The at command is often used to start a process at a later time. It can run any script at a specified date and time.

For instance, if you want the computer to send you a signal in one hour, use something like:

cat signal | at -q z now + 60 minutes

Assuming that the file named signal contains the commands necessary to generate the signal. Then in 60 minutes, the script will be execute and the signal will be heard or shown.

Too many files

Whenever you run on a system that may randomly kill your processes, some of your daemons simply disappear from time to time. If you do not pay attention, that daemon could be cron or atd... and these you may notice right away (I'll tell you, when it is PostgreSQL or Apache, we notice immediately!)

It happened to us! atd died. Since I have processes that wake up all the time and add at commands, it generates files in the /var/spool/cron/atjobs folder. Our server folder had over 25,000 files! We create a new file each time a hacker comes in and attempt to hack one of our sites...

So...

1) atd runs happily

2) it gets killed because the system decided so

3) it does not run and files accumulate like crazy

4) it cannot be restarted because there are too many files!

Point 4 was the problem for me.

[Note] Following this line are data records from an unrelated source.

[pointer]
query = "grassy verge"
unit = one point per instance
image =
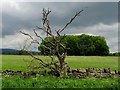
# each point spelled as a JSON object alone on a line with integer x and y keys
{"x": 17, "y": 62}
{"x": 54, "y": 82}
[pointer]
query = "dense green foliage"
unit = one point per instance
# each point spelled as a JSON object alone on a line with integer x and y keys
{"x": 20, "y": 62}
{"x": 79, "y": 45}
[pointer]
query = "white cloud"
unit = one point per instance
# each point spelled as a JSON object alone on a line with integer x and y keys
{"x": 17, "y": 41}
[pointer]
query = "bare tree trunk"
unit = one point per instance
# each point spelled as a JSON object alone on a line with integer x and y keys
{"x": 56, "y": 51}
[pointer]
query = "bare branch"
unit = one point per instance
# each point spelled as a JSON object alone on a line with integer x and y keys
{"x": 77, "y": 14}
{"x": 27, "y": 34}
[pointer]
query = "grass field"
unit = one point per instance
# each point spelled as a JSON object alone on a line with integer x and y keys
{"x": 16, "y": 62}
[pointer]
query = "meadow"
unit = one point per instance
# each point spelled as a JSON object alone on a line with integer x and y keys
{"x": 16, "y": 62}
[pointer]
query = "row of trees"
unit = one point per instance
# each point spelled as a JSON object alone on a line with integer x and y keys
{"x": 79, "y": 45}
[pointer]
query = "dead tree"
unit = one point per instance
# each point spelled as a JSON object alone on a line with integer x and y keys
{"x": 60, "y": 66}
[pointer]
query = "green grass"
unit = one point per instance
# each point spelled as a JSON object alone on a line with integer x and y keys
{"x": 56, "y": 82}
{"x": 17, "y": 62}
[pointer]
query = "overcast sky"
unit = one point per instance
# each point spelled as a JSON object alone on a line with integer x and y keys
{"x": 98, "y": 18}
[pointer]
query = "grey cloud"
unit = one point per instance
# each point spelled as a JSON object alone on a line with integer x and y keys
{"x": 61, "y": 13}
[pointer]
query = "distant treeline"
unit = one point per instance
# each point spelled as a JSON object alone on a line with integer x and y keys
{"x": 79, "y": 45}
{"x": 84, "y": 45}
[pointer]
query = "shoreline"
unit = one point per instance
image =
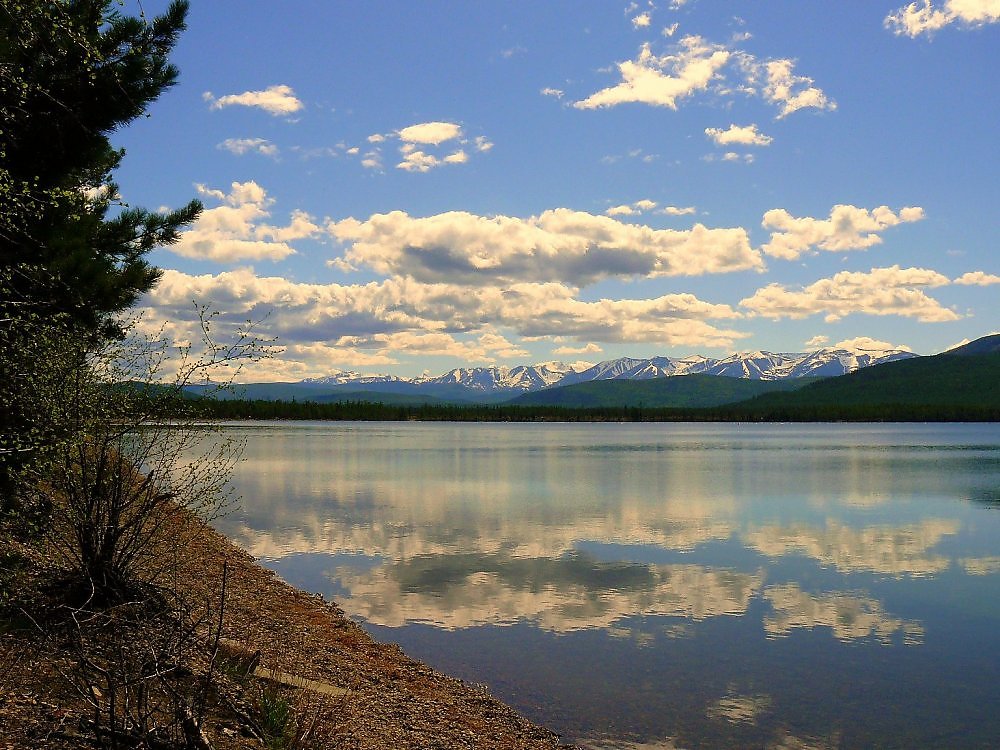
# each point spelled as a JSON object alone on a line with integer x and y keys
{"x": 392, "y": 700}
{"x": 351, "y": 690}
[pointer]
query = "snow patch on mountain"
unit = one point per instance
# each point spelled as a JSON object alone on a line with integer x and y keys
{"x": 756, "y": 365}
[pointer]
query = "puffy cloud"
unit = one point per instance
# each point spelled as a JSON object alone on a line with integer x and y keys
{"x": 868, "y": 344}
{"x": 275, "y": 100}
{"x": 817, "y": 342}
{"x": 918, "y": 18}
{"x": 746, "y": 135}
{"x": 486, "y": 348}
{"x": 792, "y": 92}
{"x": 418, "y": 161}
{"x": 882, "y": 291}
{"x": 639, "y": 207}
{"x": 847, "y": 228}
{"x": 662, "y": 81}
{"x": 977, "y": 278}
{"x": 434, "y": 133}
{"x": 590, "y": 348}
{"x": 237, "y": 231}
{"x": 641, "y": 21}
{"x": 694, "y": 65}
{"x": 300, "y": 312}
{"x": 557, "y": 245}
{"x": 240, "y": 146}
{"x": 418, "y": 141}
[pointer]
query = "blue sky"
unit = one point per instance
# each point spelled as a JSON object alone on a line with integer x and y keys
{"x": 406, "y": 187}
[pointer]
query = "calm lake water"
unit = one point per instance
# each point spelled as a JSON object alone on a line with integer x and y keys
{"x": 662, "y": 585}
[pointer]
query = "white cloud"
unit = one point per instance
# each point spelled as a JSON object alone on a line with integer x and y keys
{"x": 236, "y": 231}
{"x": 662, "y": 81}
{"x": 924, "y": 17}
{"x": 695, "y": 65}
{"x": 641, "y": 21}
{"x": 308, "y": 313}
{"x": 558, "y": 245}
{"x": 847, "y": 228}
{"x": 868, "y": 344}
{"x": 240, "y": 146}
{"x": 678, "y": 210}
{"x": 418, "y": 141}
{"x": 881, "y": 291}
{"x": 817, "y": 342}
{"x": 418, "y": 161}
{"x": 746, "y": 135}
{"x": 590, "y": 348}
{"x": 433, "y": 133}
{"x": 792, "y": 92}
{"x": 978, "y": 278}
{"x": 639, "y": 207}
{"x": 275, "y": 100}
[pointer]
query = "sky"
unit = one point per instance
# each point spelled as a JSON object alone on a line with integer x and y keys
{"x": 400, "y": 187}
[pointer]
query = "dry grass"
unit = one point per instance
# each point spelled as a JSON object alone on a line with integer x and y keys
{"x": 391, "y": 701}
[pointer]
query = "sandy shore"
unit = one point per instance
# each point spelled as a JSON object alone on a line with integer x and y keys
{"x": 392, "y": 701}
{"x": 359, "y": 693}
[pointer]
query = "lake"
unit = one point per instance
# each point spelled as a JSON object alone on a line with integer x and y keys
{"x": 660, "y": 585}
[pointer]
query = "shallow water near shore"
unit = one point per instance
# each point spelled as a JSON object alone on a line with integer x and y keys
{"x": 661, "y": 585}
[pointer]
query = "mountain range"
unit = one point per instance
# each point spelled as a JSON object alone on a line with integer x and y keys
{"x": 500, "y": 383}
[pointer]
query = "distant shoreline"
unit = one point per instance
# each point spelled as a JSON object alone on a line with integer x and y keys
{"x": 369, "y": 411}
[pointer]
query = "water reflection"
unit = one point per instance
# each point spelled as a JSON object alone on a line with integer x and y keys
{"x": 849, "y": 616}
{"x": 736, "y": 561}
{"x": 889, "y": 550}
{"x": 561, "y": 594}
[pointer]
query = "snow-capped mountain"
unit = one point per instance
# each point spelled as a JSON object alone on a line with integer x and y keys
{"x": 348, "y": 377}
{"x": 522, "y": 377}
{"x": 757, "y": 365}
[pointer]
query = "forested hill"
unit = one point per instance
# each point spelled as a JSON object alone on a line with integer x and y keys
{"x": 677, "y": 391}
{"x": 962, "y": 384}
{"x": 963, "y": 379}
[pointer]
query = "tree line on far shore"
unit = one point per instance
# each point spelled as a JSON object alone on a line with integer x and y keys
{"x": 750, "y": 411}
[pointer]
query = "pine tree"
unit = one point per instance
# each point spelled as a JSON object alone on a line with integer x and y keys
{"x": 72, "y": 72}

I still get that silly error saying that some pam setup is preventing us from starting the daemon, but that's just because pam is like that with most daemons.

Sample of errors you can ignore:

May  2 01:44:45 web atd[9583]: PAM adding faulty module: /lib/security/pam_unix.so

May  2 01:25:09 web atd[19653]: PAM _pam_init_handlers: [Critical error - immediate abort]

Notice that the pam_unix module is called faulty! And the [Critical error - immediate abort] had nothing to do with PAM. I guess the fact that something crashed at a lower level made the system print out that error.

An error that I missed is the "Cannot allocate memory" as presented below. I think that's because I did not expect that to happen. But thinking of it... loading 25,000 files probably requires quite a bit of RAM. Never the less, once I deleted all the files, it was just fine.

May  2 01:44:45 web atd[9441]: Cannot fork: Cannot allocate memory
May  2 01:44:45 web atd[9563]: Error in fork: Cannot allocate memory
May  2 01:44:45 web atd[9560]: Error in fork: Cannot allocate memory
May  2 01:44:45 web atd[9659]: Exec failed for /bin/sh: Success
May  2 01:44:45 web atd[9583]: Authentication failure
May  2 01:44:45 web atd[9706]: Exec failed for /bin/sh: Success
May  2 01:44:45 web atd[9536]: Error in fork: Cannot allocate memory

Solution

1) Cannot start atd with:

/etc/init.d/atd start

This even though the command says that it succeeded (because atd crashes a little later! So it really was getting started.)

2) Check the /var/spool/cron/atjobs folder. If you see a really large number of files (larger than what expected) then delete the files and try again (note that you may want/need to execute all the files instead of deleting them!)